The AI Revolution Is Thirsty — How Much Water Does ChatGPT Really Use?
- Vikram Singh Shahi
- Technology , Environment , Ai
- February 13, 2026
One prompt. One tiny drop of water. At least, that’s how Sam Altman has framed it: a single ChatGPT interaction might use about 1/15 of a teaspoon of water. Multiply that by a billion messages a day to ChatGPT alone — plus Gemini, Claude, DeepSeek, and the rest — and the picture changes fast.
The AI revolution is thirsty. And the real cost isn’t just in cooling servers; it’s in electricity generation, chip manufacturing, and local water supplies that communities depend on. Here’s how much water AI actually uses, why it matters, and what’s at stake for society.
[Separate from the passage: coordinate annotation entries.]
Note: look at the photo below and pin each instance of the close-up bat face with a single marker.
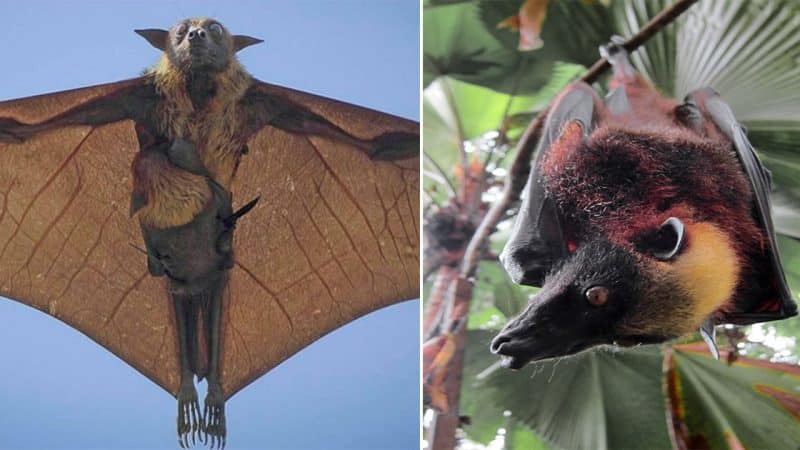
(198, 45)
(653, 228)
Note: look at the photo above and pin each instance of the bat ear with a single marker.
(156, 38)
(241, 41)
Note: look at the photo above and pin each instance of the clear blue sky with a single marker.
(356, 388)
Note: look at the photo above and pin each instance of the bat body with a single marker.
(194, 117)
(644, 220)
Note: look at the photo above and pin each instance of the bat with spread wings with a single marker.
(117, 216)
(644, 219)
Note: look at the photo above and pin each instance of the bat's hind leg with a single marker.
(213, 423)
(189, 418)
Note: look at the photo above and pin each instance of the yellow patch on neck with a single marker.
(708, 270)
(214, 130)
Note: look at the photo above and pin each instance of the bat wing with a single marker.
(779, 304)
(537, 238)
(334, 236)
(65, 234)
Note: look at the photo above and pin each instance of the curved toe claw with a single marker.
(213, 422)
(188, 416)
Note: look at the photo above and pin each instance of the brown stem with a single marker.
(518, 174)
(442, 433)
(433, 311)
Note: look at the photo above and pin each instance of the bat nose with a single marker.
(196, 33)
(498, 341)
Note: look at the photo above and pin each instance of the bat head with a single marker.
(198, 44)
(662, 283)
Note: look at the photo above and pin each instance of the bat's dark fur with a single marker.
(658, 220)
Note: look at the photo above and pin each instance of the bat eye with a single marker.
(667, 242)
(597, 295)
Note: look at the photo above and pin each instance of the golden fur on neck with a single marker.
(214, 129)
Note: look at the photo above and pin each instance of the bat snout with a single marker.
(512, 348)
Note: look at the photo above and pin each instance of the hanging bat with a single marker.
(643, 220)
(117, 217)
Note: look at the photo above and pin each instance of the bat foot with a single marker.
(213, 425)
(189, 419)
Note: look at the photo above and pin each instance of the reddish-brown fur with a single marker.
(637, 169)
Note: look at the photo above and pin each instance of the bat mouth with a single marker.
(515, 353)
(633, 340)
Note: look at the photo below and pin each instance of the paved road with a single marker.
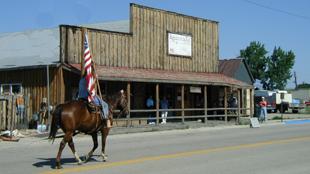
(273, 148)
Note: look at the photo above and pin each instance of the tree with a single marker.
(279, 67)
(273, 71)
(303, 86)
(255, 57)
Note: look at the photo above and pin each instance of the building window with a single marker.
(11, 89)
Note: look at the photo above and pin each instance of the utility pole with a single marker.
(295, 79)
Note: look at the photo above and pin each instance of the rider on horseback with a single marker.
(97, 101)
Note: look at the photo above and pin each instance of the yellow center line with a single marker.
(175, 155)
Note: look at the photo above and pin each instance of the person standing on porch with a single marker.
(20, 106)
(263, 110)
(150, 105)
(164, 104)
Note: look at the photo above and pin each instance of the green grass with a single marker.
(307, 110)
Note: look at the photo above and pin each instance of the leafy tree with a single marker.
(279, 68)
(273, 71)
(255, 57)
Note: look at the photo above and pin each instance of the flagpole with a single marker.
(82, 51)
(98, 85)
(93, 63)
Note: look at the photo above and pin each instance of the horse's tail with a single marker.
(55, 123)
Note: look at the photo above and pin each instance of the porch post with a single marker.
(128, 103)
(225, 103)
(182, 104)
(157, 103)
(239, 102)
(251, 103)
(205, 103)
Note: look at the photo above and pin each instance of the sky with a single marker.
(274, 23)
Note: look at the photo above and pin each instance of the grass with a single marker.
(307, 110)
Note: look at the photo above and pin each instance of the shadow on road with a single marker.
(52, 161)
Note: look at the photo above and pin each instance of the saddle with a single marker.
(92, 108)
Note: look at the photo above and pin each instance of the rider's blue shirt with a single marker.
(83, 93)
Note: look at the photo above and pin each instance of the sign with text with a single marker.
(254, 122)
(194, 89)
(180, 44)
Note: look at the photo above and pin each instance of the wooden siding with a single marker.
(146, 44)
(34, 85)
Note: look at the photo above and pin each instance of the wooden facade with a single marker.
(34, 85)
(145, 46)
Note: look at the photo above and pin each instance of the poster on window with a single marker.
(179, 44)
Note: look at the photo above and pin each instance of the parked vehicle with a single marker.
(269, 97)
(276, 100)
(296, 105)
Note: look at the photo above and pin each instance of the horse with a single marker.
(74, 117)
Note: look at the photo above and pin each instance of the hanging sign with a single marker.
(179, 44)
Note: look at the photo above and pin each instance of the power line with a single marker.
(278, 10)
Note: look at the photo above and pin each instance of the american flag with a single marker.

How Much Water Does AI Really Use?
As reported by BBC News Sam Altman’s “1/15 of a teaspoon per interaction” is striking, but experts are cautious. Without more detail from OpenAI, it’s hard to verify. Some researchers put the number much higher: for a medium-sized large language model, 10 to 50 queries could mean roughly 500 ml of water once you include cooling and the water needed to generate the electricity that runs the servers.
Either way, the trend is clear: AI uses a lot of water, and usage is growing as models get bigger and traffic grows.
Why Do Data Centers Need So Much Water?
Every time you send a prompt to an AI, powerful chips in data centers run huge numbers of calculations. Training the models is even more intensive. All that work generates heat. If the hardware isn’t cooled properly, it overheats and fails.
Air cooling used to be enough. But the newest AI infrastructure is so energy-dense that many operators are turning to liquid cooling: piping coolant over the chips, then using water to cool that coolant in heat exchangers. The water has to be clean — often drinking-quality — to avoid bacteria, clogs, and corrosion. In the most common setup:
- Coolant flows over the chips and carries heat away.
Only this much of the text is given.